Industry rivals need to strike a balance between maximizing profits through competition and cooperating on ways to strengthen their market. Become overly competitive, and they risk fostering conflict and constricting innovation. Collaborate in the wrong ways, and they could end up cutting ethical corners or even breaking the law.
Strategic collaborative leadership can balance these issues and help all parties benefit. But when an industry is struggling, this balance can be especially difficult to maintain, a case study reported by Jonah Engel Bromwich in the New York Times shows.Top of Form
Stealing the Pie?
In 2017, when Harry Overly became the CEO of Sun-Maid, the leading U.S. raisin producer, the $500 million U.S. raisin industry had been in decline for years amid growing competition from other snack foods and foreign raisin producers. An industry newcomer, Overly arrived in California’s Central Valley eager to explore ways to convince millennials to eat more of the healthy snack.
But when he first met with other raisin industry leaders to discuss how they might engage in collaborative leadership to increase sales, Overly told the Times, the ideas they came up with were “completely illegal” and “nothing short of collusion.”
It soon became clear to Overly that California’s compact community of raisin farmers, packers, and executives was riven with distrust due to long-standing disputes. The California Dancing Raisins, Claymation characters used to promote U.S. raisins, had been a wildly popular sales booster decades ago. But after the head of Sun-Maid restricted his competitors’ use of the characters, raisin sellers had resisted collaborating on advertising. Industry fault lines deepened in 2015 after a Supreme Court decision prompted the end of a system in which raisin farmers shared the risk of low raisin supply in off years.
“What I figured out fast was that this was not an industry [that] was interested in figuring out how you grow the size of the pie,” Overly told the Times. “It is one where they figure out how to just steal different slices of the pie from each other.”
Heard It Through the Grapevine
As is common for other U.S. agricultural crops, raisin growers are allowed to collectively set industry prices within a certain range. To try to preserve profits, they generally have responded to shrinking consumer demand for raisins by raising prices.
But to boost sales, Overly believed, Sun-Maid would need to lower the baseline price of raisins. In late 2018, he launched negotiations with Kalem Barserian, the head of the Raisin Bargaining Association (RBA), which represents raisin farmers and raisin producers. Raisin supply had rebounded from 2017’s heat-damaged crop, and Barserian, a 50-year industry veteran, wanted to raise the base price of raisins to a record high. Overly objected. “I don’t know [in] what world … supply goes up and price is supposed to go along with it!” he told the Times.
In California’s insular raisin community, “the gossip was that Sun-Maid’s new chief executive didn’t want to pay a fair price to farmers,” writes Bromwich. With negotiations at an impasse, Overly pulled Sun-Maid out of the RBA in October 2018. He claims he was then the subject of intimidation, harassing phone calls, and even death threats.
With industry tensions at an all-time high, Overly and Barserian followed through on a commitment to appear on an industry panel the following month. Addressing the crowd of raisin growers, Barserian warned about growing global competition and falling demand for U.S. raisins.
Overly talked about the need to raise raisin prices sustainably. He then appealed to the audience: “We need to spend more time focusing on growing the pie than fighting over our piece of [the] pie within this industry. This fighting needs to stop.”

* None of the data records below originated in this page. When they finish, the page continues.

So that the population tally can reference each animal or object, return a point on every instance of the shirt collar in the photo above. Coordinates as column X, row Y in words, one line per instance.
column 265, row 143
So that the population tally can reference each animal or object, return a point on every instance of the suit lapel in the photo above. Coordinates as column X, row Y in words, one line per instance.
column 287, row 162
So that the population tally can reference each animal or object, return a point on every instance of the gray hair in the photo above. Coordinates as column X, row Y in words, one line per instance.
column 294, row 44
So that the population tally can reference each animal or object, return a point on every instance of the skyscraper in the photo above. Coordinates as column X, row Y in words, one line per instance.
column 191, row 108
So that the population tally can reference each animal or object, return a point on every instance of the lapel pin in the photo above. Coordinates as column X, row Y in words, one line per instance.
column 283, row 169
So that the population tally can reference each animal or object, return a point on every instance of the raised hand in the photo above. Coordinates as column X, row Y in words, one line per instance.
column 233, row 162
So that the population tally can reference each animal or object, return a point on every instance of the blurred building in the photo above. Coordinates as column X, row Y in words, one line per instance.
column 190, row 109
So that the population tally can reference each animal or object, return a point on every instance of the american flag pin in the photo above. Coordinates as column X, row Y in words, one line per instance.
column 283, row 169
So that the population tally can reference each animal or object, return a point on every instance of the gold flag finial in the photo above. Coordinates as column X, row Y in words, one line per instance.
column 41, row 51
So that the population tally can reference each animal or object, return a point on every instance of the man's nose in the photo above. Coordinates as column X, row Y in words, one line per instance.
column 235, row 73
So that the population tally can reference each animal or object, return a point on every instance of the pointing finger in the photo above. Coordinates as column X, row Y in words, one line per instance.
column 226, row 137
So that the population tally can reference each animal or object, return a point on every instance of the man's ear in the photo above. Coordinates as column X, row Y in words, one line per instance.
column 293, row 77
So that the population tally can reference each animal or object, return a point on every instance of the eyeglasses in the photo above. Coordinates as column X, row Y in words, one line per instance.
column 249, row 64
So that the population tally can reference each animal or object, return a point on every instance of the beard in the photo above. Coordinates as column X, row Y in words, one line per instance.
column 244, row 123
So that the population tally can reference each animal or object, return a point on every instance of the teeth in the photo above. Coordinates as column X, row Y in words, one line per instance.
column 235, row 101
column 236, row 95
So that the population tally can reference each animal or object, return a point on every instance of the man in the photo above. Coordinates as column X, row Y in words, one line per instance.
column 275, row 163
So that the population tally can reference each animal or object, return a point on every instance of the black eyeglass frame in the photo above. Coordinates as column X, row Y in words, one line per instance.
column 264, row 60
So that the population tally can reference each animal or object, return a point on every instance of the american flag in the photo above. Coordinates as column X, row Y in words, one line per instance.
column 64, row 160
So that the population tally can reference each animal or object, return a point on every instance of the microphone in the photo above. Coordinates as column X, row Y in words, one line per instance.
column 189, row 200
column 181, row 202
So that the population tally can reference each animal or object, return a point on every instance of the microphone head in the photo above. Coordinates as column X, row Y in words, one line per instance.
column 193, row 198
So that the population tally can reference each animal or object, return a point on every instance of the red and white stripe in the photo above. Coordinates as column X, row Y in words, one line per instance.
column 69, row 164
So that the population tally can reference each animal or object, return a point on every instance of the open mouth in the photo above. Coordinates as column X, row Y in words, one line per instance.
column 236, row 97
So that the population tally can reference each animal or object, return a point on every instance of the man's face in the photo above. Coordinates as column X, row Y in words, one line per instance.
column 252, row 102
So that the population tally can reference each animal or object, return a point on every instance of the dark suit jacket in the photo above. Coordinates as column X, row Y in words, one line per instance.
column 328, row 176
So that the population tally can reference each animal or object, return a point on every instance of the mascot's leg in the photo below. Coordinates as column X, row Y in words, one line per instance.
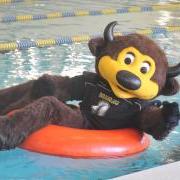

At the forum, growers offered their support for Overly’s collaborative vision. American Vineyard magazine reported that raisin growers left “with their blood pumping fast in excitement for the industry to finally get together and trigger some much-needed changes.”
Growers agreed to lower the baseline price of raisins. Tensions began to ease. In April 2019, a delegation of raisin-industry leaders took a lobbying trip to Washington, D.C. Many federal officials expressed surprise at the display of unity and collaborative leadership within the raisin industry, according to Overly, who then had more time and energy to focus on new-product development and marketing.
Collaborative Leadership Strategies
Here are some lessons about collaborative leadership from the raisin industry’s breakthrough:
- Reframe the game.Rather than looking at negotiations with competitors as a scramble for scarce resources, try to reframe them as opportunities for parties to grow the value of the pie through collaborative negotiation so that everyone can claim more.
- Keep your ethics at the forefront. Recognize that collaborative leadership can morph into collusion when it goes unchecked. Run draft agreements by your lawyers to make sure the agreements don’t run afoul of the law.
- Address conflict head-on. Unresolved disputes can fester and taint interactions between parties for years, even decades. Whether through negotiation, mediation, or some other forum, allow parties to air and get to the root of their grievances.
How have you used collaborative leadership in business negotiations and disputes?